On that cold December day 13 years ago at St. Paul Lutheran Church in Garner, Iowa, our youth group gathered together a few hours after my friend’s funeral to bake Christmas cookies and to reflect on what had happened in the last few days. We talked about our Gospel reading we’ve been discussing today, and that’s when one of the other members of the youth group said to our Pastor, “Pastor, I get it. Christmas isn’t about getting or giving the right gift, it’s about the baby in the manger, how he prepared a place for us in heaven, and today, Doug can see what that gift is all about!” That Christmas, I learned what Christmas was all about. Yes, it is about gifts, but in the end, only one gift matters. Over the years, Freda probably gave many of your gifts, and you may have given her one too. Those gifts probably eventually wore out, or got broken, or needed to be replaced. Things in a sinful, fallen world do that. Nothing lasts forever. However, on Christmas, God saw we needed a Savior, and He gave us the one gift that never comes in the wrong size, never gets snagged on a filing cabinet and becomes unraveled, never comes with instructions in the wrong language, or breaks after a while.
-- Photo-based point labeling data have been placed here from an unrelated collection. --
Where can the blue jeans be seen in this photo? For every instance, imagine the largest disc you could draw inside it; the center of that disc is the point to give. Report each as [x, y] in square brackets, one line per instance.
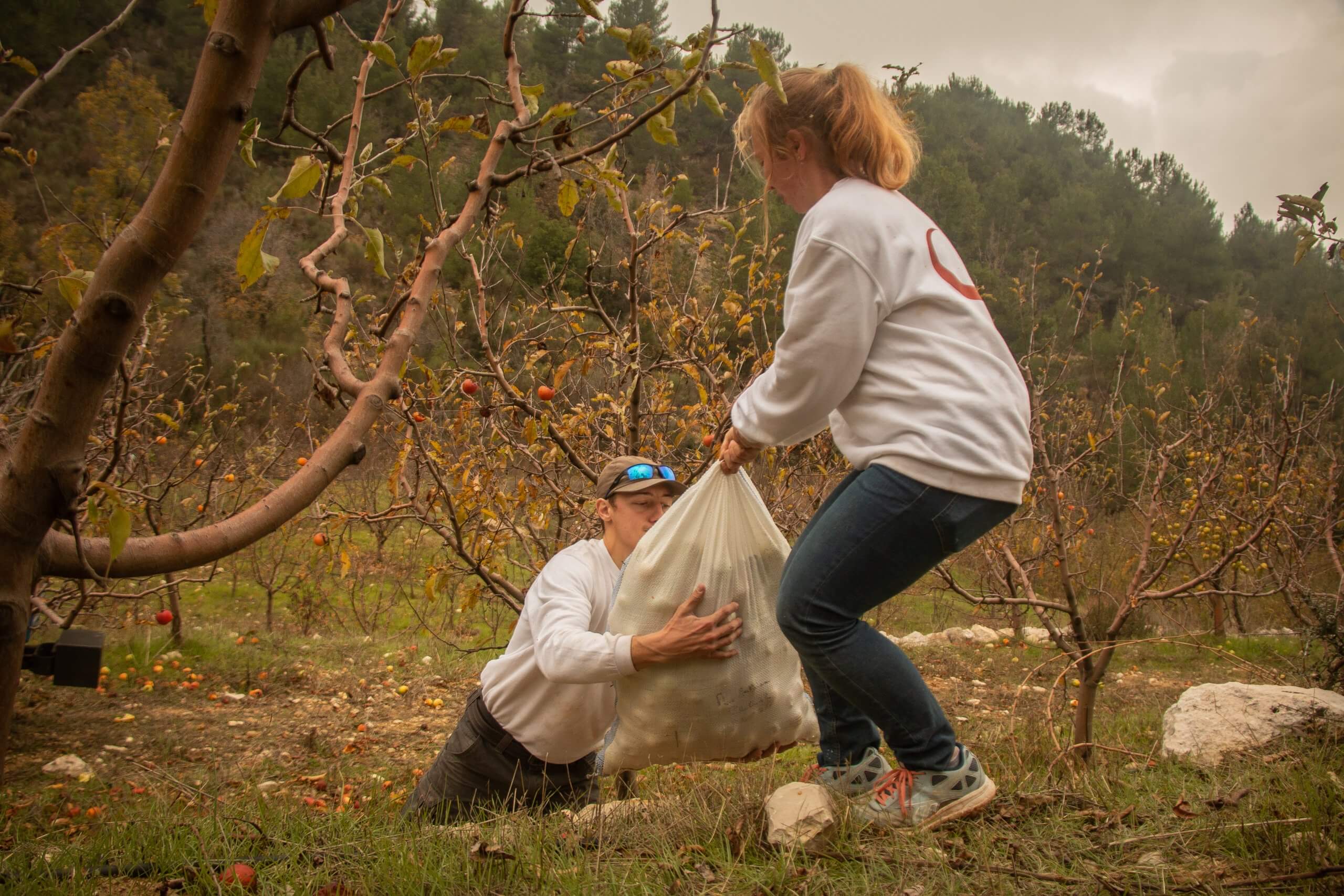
[874, 536]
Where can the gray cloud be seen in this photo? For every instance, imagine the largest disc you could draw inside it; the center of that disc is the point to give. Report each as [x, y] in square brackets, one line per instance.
[1246, 94]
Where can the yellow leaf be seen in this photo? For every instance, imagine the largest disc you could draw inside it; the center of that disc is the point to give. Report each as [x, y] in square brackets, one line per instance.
[568, 196]
[303, 176]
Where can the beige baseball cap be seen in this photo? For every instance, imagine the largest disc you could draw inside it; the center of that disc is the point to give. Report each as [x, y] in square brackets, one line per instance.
[613, 472]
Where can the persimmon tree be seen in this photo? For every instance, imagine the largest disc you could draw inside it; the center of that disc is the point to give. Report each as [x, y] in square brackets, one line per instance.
[1155, 491]
[366, 367]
He gave us His Son, to live, die, and rise again for us. Just as Christ provided that gift to my high school friend that December of 1994, he did so again this past Friday for Freda. It is my hope and prayer that as you share your memories of Freda with each other, that you will remember the most important thing of Christmas, that Your Savior took on human flesh to live, die, and rise again so that one day, you can say with Job in our Old Testament reading “And after my skin has thus been destroyed yet in my flesh I shall see God whom I shall see for myself, and my eyes shall behold and not another.” In the midst of your sorrow and grief, may the faith that Freda held so dear in her life, be your comfort and strength today, on Christmas Day, and always. Amen.